Good day to you,
Today I was moving code from threading to multiprocess. Everything seemed okay, until I got The following error:
Error
Traceback (most recent call last):
File "run.py", line 93, in <module>
main()
File "run.py", line 82, in main
emenu.executemenu(components, _path)
File "/home/s1810979/paellego/lib/execute/execute_menu.py", line 29, in executemenu
e.executeall(installed, _path)
File "/home/s1810979/paellego/lib/execute/execute.py", line 153, in executeall
pool.starmap(phase2, args)
File "/usr/lib64/python3.4/multiprocessing/pool.py", line 268, in starmap
return self._map_async(func, iterable, starmapstar, chunksize).get()
File "/usr/lib64/python3.4/multiprocessing/pool.py", line 608, in get
raise self._value
File "/usr/lib64/python3.4/multiprocessing/pool.py", line 385, in _handle_tasks
put(task)
File "/usr/lib64/python3.4/multiprocessing/connection.py", line 206, in send
self._send_bytes(ForkingPickler.dumps(obj))
File "/usr/lib64/python3.4/multiprocessing/reduction.py", line 50, in dumps
cls(buf, protocol).dump(obj)
_pickle.PicklingError: Can't pickle <class 'module'>: attribute lookup module on builtins failed
Code
execute.py
def executeall(components, _path):
args = []
manager = multiprocessing.Manager()
q = manager.Queue()
resultloc = '/some/result.log'
for component in components:
for apkpath, resultpath in zip(execonfig.apkpaths, execonfig.resultpaths):
args.append((component,apkpath,resultpath,q,)) #Args for subprocesses
cores = askcores()
with multiprocessing.Pool(processes=cores) as pool:
watcher = pool.apply_async(lgr.log, (resultloc+'/results.txt', q,))
pool.starmap(phase2, args)
component.py
class Component(object):
def __init__(self, installmodule, runmodule, installerloc, installationloc, dependencyloc):
self.installmodule = installmodule
self.runmodule = runmodule
self.installerloc = installerloc
self.installationloc = installationloc
self.dependencyloc = dependencyloc
self.config = icnf.Installconfiguration(installerloc+'/conf.conf')
#lots of functions...
installconfig.py
class State(Enum):
BEGIN=0 #Look for units
UNIT=1 #Look for unit keypairs
KEYPAIR=3
class Phase(Enum):
NONE=0
DEPS=1
PKGS=2
class Installconfiguration(object):
def __init__(self, config):
dictionary = self.reader(config) #Fill a dictionary
#dictionary (key:Phase, value: (dictionary key: str, job))

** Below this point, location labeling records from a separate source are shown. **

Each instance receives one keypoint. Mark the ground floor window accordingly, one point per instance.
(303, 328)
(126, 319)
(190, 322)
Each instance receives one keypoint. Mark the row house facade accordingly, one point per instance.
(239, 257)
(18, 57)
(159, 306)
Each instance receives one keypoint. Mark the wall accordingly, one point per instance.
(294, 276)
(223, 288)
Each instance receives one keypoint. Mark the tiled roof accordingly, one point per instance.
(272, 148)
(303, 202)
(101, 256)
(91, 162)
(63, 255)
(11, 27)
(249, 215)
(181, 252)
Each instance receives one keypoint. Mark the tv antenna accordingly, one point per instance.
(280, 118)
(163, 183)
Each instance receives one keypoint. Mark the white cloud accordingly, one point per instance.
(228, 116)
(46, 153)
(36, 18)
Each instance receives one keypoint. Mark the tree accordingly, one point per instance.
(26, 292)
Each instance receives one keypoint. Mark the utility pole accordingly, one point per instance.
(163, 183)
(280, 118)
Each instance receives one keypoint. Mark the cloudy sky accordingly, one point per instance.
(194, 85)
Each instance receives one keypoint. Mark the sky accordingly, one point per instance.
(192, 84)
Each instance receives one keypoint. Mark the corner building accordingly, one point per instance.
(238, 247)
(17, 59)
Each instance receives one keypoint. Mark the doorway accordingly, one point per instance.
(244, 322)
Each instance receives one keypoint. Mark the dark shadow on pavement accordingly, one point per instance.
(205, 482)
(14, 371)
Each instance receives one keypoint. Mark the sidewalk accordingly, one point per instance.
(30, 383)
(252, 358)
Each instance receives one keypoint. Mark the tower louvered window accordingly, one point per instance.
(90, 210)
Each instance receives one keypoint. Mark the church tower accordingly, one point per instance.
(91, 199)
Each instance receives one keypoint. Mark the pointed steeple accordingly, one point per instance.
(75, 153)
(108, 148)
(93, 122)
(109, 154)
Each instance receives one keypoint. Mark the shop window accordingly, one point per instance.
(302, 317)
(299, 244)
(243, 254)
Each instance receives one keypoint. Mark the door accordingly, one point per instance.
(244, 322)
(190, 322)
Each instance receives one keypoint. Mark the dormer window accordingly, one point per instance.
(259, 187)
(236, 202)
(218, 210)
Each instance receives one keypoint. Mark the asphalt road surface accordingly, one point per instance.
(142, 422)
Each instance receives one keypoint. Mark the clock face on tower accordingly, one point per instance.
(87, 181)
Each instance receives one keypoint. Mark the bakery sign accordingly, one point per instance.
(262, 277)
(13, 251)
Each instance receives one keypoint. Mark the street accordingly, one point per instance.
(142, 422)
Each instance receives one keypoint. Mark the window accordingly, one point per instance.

self.deps = dictionary[Phase.DEPS]
self.pkgs = dictionary[Phase.PKGS]
job.py
class Job(object):
def __init__(self, directory=None, url=None):
self.directory = directory if directory else ''
self.url = url if url else ''
As you can see, I pass a component as argument to function phase2(component, str, str, multiprocess.manager.Queue()).
The second and third argument of the constructor of component are modules imported with importlib.
What I tried
I am new to python, but not to programming. Here is what I tried:
Because the error itself did not point out what the problem was exactly, I tried removing args to find out which can't be pickled: Remove component, and everything works fine, so this appears to be the cause for trouble. However, I need this object passed to my processes.
I searched around the internet for hours, but did not find anything but basic tutorials about multiprocessing, and explanations about how pickle works. I did find this saying it should work, but not on windows or something. However, it does not work on Unix (which I use)
My ideas
As I understood it, nothing suggests I cannot send a class containing two importlib modules. I do not know what the exact problem is with component class, but importlib module as members are the only non-regular things. This is why I believe the problem occurs here.
Question
Do you know why a class containing modules is unsuitable for 'pickling'? How can one get a better idea why and where Can't pickle <class 'module'> errors occur?
More code
Full source code for this can be found on https://github.com/Sebastiaan-Alvarez-Rodriguez/paellego
Questions to me
Please leave comments requesting clarifications/more code snippets/??? if you would like me to edit this question
A last request
I would like solutions to use python standard library only, python 3.3 preferably. Also, a requirement of my code is that it runs on Unix systems.
Thanks in advance
Edit
As requested, here is a minimal example which greatly simplifies the problem:
main.py (you could execute as python main.py foo)
#!/usr/bin/env python
import sys
import importlib
import multiprocessing
class clazz(object):
def __init__(self, moduly):
self.moduly = moduly
def foopass(self, stringy):
self.moduly.foo(stringy)
def barpass(self, stringy, numbery):
self.moduly.bar(stringy)
print('Second argument: '+str(numbery))
def worker(clazzy, numbery):
clazzy.barpass('wow', numbery)
def main():
clazzy = clazz(importlib.import_module(sys.argv[1]))
clazzy.foopass('init')
args = [(clazzy, 2,)]
with multiprocessing.Pool(processes=2) as pool:
pool.starmap(worker, args)
if __name__ == "__main__":
main()
foo.py (needs to be in same directory for above call suggestion):
#!/usr/bin/env python
globaly = 0
def foo(stringy):
print('foo '+stringy)
global globaly
globaly = 5
def bar(stringy):
print('bar '+stringy)
print(str(globaly))
This gives error upon running: TypeError: can't pickle module objects
Now we know that pickling module objects is (sadly) not possible.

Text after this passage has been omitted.